The thing I enjoy most about the DC Rebirth Superman series is the family drama aspect. Sure, the Multiplicity arc that ended 2 weeks ago didn’t feature any of that, but still. It explores the relationship between Clark Kent, Lois Lane and their son, Jon, who’s starting to develop superpowers of his own. A couple arcs ago, Jon met Damien Wayne for the first time. It didn’t start off too well. After their fathers forced them into a teamwork boot camp of sorts though, they started getting along better. Today sees the release of Super Sons 1, a team up book between Superboy and Robin.
Written by Peter j. Tomasi, who also co-writes the Superman series, Super Sons starts off with a bit of a bizarre and creepy prologue involving a very self-centered child.
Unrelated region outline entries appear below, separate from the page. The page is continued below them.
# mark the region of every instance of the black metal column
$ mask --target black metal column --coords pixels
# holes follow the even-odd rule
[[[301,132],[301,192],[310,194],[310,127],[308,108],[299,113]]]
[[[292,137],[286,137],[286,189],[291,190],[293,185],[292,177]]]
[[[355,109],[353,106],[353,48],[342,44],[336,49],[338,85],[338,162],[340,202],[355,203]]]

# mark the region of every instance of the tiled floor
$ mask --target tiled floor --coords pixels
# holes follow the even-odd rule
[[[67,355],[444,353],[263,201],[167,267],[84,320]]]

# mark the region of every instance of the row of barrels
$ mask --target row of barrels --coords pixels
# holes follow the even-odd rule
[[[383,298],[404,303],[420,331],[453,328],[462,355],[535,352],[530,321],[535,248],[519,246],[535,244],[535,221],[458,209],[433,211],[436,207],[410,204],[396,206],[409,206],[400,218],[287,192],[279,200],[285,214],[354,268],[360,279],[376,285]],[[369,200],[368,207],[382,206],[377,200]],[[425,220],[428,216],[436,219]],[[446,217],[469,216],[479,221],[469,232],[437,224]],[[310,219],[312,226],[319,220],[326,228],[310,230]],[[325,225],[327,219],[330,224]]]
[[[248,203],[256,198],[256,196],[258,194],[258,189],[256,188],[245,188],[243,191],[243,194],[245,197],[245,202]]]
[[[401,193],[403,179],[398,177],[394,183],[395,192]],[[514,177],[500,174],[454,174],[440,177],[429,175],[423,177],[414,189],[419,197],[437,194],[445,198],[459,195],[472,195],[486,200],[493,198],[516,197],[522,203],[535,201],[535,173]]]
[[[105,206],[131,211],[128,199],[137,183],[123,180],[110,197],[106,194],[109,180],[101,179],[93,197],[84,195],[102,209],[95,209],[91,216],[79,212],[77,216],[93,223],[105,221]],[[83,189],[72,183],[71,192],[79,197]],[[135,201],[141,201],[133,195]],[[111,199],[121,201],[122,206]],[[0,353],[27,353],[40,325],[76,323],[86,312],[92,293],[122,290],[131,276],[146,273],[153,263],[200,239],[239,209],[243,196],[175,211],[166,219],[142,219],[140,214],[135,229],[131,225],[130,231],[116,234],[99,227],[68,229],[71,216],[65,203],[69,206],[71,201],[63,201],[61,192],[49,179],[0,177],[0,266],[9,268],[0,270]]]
After that, and a fun splash page of the Super Sons in a crazy situation together, we see Jon Kent heading to school two days earlier. The general theme of Jon’s day at school is standing up to bullies, a theme that is very well handled. Jon manages to resist using his powers or violence, but still stands up to the bullies on several occasions. I won’t spoil how, even if it’s kind of predictable how the rest of the comic plays out, but I will say that Damien shows up at Jon’s school.
This comic is a lot of fun, and the drama aspect helps deepen the fun. The conversation between Jon and his parents after school is short but sweet, carrying the same family feel that makes the Superman series work so well. Damien is a bit of a jerk, but in an entertaining way that leads to a few amusing conversations between him and Jon. There’s also a brief moment where Batman speaks with Damien, providing a good contrasting glimpse between Clark and Bruce’s parenting styles. For those who don’t know much about either character, this comic serves as a good introduction to them.
The art by Jorge Jimenez is great. The two-page intro to the upcoming Super Sons situation is complete with a bunch of close-up panels of each young superhero’s face, with lasers all over the place and sweat on their brows. The following spread shows the two of them preparing to make a stand, with bushes in the foreground, trees in the backgrounds, and what can only be described as a bizarre group of attackers. Jon’s school is complete with a great variety of students, whether it’s his blonde friend Kathy in her orange coat, his black friend with short hair, or the bullies in their unzipped jackets. Facial expressions perfectly capture characters’ emotions, like Kathy’s excitement when Jon declares a snowball fight after school, Damien’s saddened look when he talks about his mother killing someone he cared about, and Jon’s awkward smile when he realizes that Damien’s comment about his mother was serious. Alejandro Sanchez’s art is also great. Everything is bright and colourful at day, it increases the variety of different looks at Jon’s school, and there’s great use of shadows and lunar glow in Jon’s bedroom at night.
Super Sons 1 is a great start to what could be a very entertaining series. I can’t comment on Batman/Superman too much since I haven’t read it, but my guess is this will be a somewhat similar series, but more lighthearted and fun. The dynamic between Jon and Damien is always entertaining, with hints of drama here and there that are usually unexpected. Fans of the current Superman series should definitely pick this up. While I don’t know that much about Damien, it’s probably worth checking out for his fans too.
My only real complaint is that the intro doesn’t seem to have any connection to the main story yet. It’s a minor complaint of course, and that it will probably change as this story arc goes on.
I also want to briefly talk about Superman 17, which also released today. Like Super Sons, today’s Superman issue focuses a lot on Jon Kent. The story is that Kathy is looking for her grandfather. He went into the swamp looking for a cow and hasn’t come back in 2 hours. The two of them head into the swamp. There’s a bit of a spooky feeling in the build-up. Both of Jon parents are out, so he watches a scary show on TV, eating a bit too much ice cream, and briefly loses control of his heat vision when Kathy knocks on the door, startling him. Something in the swamp’s air causes hallucinations, turning the rest of the comic into a spooky adventure that’s increasingly ridiculous as time goes on. This would actually be a very good Halloween issue, but it’s still enjoyable now. It’s also great to see Jon and Kathy’s friendship growing, and how Jon is starting to develop leadership skills.
I won’t quite give Superman 17 a full review, but I will say that Tomasi’s writing, along with Patrick Gleason’s co-writing, is great here. Sebastian Fiumara’s art perfectly captures the spooky mood. Dave Stewart’s colouring is dark, with good use of flashlights brightening things up, and the mist greying everything out.
After the 3-part Multiplicity arc that gave Superman an interdimensional adventure, it’s nice for Jon to get a fun little solo adventure of his own. It’s just interesting that it released the same day as Super Sons 1. I’m not complaining.